Abnormal huntingtin proteins aggregate and form clumps, but there are fewer of these clumps in the corpus striatum of HD patients than in other brain regions or elsewhere in the body, suggesting that clumping of the protein may actually protect the cells. The team found that, in their cell culture experiments, adding Rhes to cells with abnormal huntingtin led to fewer clumps, although the cells died. The results suggest clumping of abnormal huntingtin may prevent it from causing cell death and that Rhes might be responsible for preventing abnormal protein from clumping. Rhes was also shown to promote sumoylation of mutant huntingtin. The team are currently exploring whether removing Rhes from mice with HD will prevent cell death, and hope that it may eventually be possible to design drugs which will specifically target Rhes to treat HD.

IKKβ Linked to Huntington’s Disease

The neurodegenerative disorder, Huntington’s Disease (HD, Huntington’s Chorea), is caused by mutations in the gene for the protein Huntingtin (Htt). Mutant Htt (mHtt) results when the number of trinucleotide repeats, in this case the CAG sequence encoding glutamine, exceeds a threshold value. Typically, HD affects patients when the number of repeats is greater than 35.

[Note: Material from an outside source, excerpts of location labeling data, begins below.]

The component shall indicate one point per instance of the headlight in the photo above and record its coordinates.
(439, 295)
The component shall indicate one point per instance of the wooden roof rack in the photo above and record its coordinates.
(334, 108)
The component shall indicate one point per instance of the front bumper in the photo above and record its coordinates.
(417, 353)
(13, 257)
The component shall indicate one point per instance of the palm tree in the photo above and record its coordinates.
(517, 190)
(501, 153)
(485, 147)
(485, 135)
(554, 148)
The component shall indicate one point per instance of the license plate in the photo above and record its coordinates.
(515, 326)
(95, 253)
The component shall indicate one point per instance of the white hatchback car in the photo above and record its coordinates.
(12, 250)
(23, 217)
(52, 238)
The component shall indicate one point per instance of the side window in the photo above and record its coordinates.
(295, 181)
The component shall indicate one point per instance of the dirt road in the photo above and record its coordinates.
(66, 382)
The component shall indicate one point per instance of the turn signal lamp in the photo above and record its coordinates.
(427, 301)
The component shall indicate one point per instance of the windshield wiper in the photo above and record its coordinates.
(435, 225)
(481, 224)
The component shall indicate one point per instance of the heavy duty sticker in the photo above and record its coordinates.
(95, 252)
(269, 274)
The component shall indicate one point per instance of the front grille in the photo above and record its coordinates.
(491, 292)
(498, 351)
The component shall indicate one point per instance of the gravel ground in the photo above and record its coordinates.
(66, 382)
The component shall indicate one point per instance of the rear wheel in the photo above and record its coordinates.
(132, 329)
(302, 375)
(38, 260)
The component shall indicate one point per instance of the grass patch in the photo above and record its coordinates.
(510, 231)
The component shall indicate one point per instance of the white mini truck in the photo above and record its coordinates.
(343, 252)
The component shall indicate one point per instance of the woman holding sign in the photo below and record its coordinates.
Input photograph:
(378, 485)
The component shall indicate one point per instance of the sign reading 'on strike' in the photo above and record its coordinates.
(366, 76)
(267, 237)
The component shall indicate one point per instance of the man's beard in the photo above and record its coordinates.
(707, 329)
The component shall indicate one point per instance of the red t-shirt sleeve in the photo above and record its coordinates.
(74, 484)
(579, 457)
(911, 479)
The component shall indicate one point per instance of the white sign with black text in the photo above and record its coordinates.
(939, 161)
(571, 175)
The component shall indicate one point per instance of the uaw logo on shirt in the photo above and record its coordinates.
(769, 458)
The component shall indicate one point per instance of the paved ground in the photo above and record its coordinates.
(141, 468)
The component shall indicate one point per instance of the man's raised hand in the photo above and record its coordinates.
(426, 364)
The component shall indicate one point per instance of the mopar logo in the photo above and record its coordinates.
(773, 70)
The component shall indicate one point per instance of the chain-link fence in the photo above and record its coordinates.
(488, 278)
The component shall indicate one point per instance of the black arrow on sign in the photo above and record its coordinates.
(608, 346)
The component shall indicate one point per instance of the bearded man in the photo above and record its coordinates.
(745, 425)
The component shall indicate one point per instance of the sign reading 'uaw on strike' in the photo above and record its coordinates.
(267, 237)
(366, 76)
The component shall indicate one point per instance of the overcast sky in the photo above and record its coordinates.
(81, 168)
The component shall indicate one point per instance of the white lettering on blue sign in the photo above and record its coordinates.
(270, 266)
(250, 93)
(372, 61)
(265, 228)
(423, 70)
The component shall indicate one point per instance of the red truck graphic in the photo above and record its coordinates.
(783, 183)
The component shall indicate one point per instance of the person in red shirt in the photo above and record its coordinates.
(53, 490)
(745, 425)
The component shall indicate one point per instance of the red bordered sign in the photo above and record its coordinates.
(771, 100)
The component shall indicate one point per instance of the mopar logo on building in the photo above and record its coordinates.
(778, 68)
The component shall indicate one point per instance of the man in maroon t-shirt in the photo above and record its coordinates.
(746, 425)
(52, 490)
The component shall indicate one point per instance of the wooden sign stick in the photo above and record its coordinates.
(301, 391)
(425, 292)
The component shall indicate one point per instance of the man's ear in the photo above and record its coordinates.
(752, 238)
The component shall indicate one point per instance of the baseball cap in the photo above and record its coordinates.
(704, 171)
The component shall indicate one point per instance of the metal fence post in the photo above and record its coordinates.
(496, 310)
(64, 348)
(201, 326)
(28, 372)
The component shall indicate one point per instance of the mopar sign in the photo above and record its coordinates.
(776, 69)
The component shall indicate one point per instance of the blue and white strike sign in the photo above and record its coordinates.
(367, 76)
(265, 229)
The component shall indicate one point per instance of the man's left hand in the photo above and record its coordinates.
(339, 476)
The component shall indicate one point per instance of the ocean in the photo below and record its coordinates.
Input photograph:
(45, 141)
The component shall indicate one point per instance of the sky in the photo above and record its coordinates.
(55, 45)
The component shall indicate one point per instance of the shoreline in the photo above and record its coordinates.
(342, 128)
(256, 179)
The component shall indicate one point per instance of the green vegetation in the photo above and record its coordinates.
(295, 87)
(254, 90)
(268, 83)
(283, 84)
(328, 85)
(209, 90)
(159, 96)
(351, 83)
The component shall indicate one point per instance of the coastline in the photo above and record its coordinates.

Although the mechanisms by which mHtt causes the disease are poorly understood, proteolysis of the mutant protein is key and neurotoxicity is attributed to the cleaved N-terminal fragments of mHtt. Scientists at the California Institute of Technology and the Wallenberg Neuroscience Center, Lund, Sweden have now reported that the pro-inflammatory kinase, IKKβ , can regulate mHtt proteolysis in response to neuronal DNA damage.

The team demonstrated that DNA damage in neurons induced by etoposide or γ-irradiation results in cleavage of both wild-type and mutant Htt and that the proteolysis requires IKKβ. Elevation of IKKα, inhibition of IKKβ expression or inhibition of IKKβ catalytic activity all suppressed proteolysis and increased neuronal resistance to DNA damage.

Since elevated neuronal DNA damage is observed in HD patients and animal models of HD, inhibition of IKKβ activity may represent a treatment option for the disease. The study is published in the journal PLoS one.

Huntington’s Drug Approved in US

tetrabenazine Huntington’s Disease is a hereditary neurological disorder caused by a fault in the gene that produces a protein called Huntingtin.

The function of Huntingtin is not clear, but the presence of abnormal protein increases the rate of neuronal cell death and gives rise to physical, cognitive and psychiatric symptoms. Personality or mood changes may be the earliest signs of the disease, followed by uncontrollable jerky movements (chorea) and problems with memory. Although there is no cure for Huntington’s Disease, tetrabenazine (Xenazine^®) has been shown to substantially reduce chorea. The drug is currently licensed for the treatment of Huntington’s Disease in a number of other countries, and has now been approved for use in the US.